Fox Sports replaced Orbit ESPN on 13 January 2009.

One of the reasons that break the contract with ESPN is the severe financial problems happened at that time, since 1999–2000 the production graph line has been moved down. In 2009, a major delay in paying salaries for Orbit employees in Egypt, Lebanon and KSA for more than four months.

== BBC Arabic television ==
BBC Arabic Television was originally transmitted via Orbit from 1994 until 21 April 1996, when it was taken off air by Orbit after the channel broadcast an episode of the BBC Panorama program critical of the Saudi Arabian government. Many of the BBC Arabic Television staff then went to work for Al Jazeera. The BBC has since relaunched the channel autonomously in 2008.

== Showtime Arabia merger ==
On 12 July 2009, Showtime Arabia and Orbit Communications Company announced a merger that created the “biggest Pay-TV platform” in the Middle East and North Africa.

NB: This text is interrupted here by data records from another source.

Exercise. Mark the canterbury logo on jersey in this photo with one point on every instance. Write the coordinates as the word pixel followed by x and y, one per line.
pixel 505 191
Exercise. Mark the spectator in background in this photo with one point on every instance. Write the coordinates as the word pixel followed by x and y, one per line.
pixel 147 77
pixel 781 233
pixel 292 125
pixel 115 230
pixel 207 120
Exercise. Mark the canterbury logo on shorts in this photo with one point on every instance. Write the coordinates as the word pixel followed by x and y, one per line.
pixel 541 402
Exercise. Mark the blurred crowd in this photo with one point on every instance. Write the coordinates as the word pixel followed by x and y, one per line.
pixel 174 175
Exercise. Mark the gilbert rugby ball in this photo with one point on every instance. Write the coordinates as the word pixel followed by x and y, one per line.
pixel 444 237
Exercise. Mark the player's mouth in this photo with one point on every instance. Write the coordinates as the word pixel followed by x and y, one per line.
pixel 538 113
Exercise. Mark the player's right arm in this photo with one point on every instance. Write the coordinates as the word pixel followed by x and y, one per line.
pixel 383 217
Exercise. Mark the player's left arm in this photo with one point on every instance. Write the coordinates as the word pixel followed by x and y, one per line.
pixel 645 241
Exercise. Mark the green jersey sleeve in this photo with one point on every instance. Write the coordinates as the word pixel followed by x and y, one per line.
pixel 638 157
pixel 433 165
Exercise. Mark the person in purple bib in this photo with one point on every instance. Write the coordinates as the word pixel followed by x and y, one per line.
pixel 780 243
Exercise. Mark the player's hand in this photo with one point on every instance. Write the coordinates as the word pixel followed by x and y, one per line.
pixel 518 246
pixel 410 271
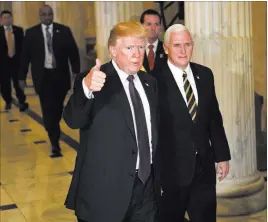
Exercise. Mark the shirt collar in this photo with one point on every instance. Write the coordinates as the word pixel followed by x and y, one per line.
pixel 174 69
pixel 50 27
pixel 122 75
pixel 155 44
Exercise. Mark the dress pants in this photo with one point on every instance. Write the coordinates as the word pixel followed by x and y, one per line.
pixel 142 206
pixel 198 199
pixel 51 99
pixel 10 72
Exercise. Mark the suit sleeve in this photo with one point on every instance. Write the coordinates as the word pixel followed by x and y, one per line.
pixel 78 109
pixel 25 56
pixel 217 134
pixel 73 52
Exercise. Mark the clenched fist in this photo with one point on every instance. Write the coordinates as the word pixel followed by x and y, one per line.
pixel 95 79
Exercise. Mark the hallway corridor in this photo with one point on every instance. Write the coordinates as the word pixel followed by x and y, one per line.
pixel 33 185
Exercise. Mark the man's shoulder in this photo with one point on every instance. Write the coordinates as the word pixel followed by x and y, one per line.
pixel 200 67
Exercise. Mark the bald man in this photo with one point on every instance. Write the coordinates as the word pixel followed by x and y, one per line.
pixel 49 47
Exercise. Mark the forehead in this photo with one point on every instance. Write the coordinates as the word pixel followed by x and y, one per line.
pixel 46 9
pixel 130 40
pixel 151 18
pixel 182 36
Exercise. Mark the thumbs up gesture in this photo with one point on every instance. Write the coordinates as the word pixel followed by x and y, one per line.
pixel 95 79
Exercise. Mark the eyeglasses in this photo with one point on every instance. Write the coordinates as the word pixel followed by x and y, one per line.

The newly formed company, which is called OSN, is an equal partnership that would offer 70 exclusive channels featuring new movies, sports, series, Arabic content and international shows.

New customers can subscribe to packages featuring Showtime Arabia and Orbit's programs, while existing subscribers will be able to either retain or upgrade their content. The company will offer HD channels, video on demand and other interactive services.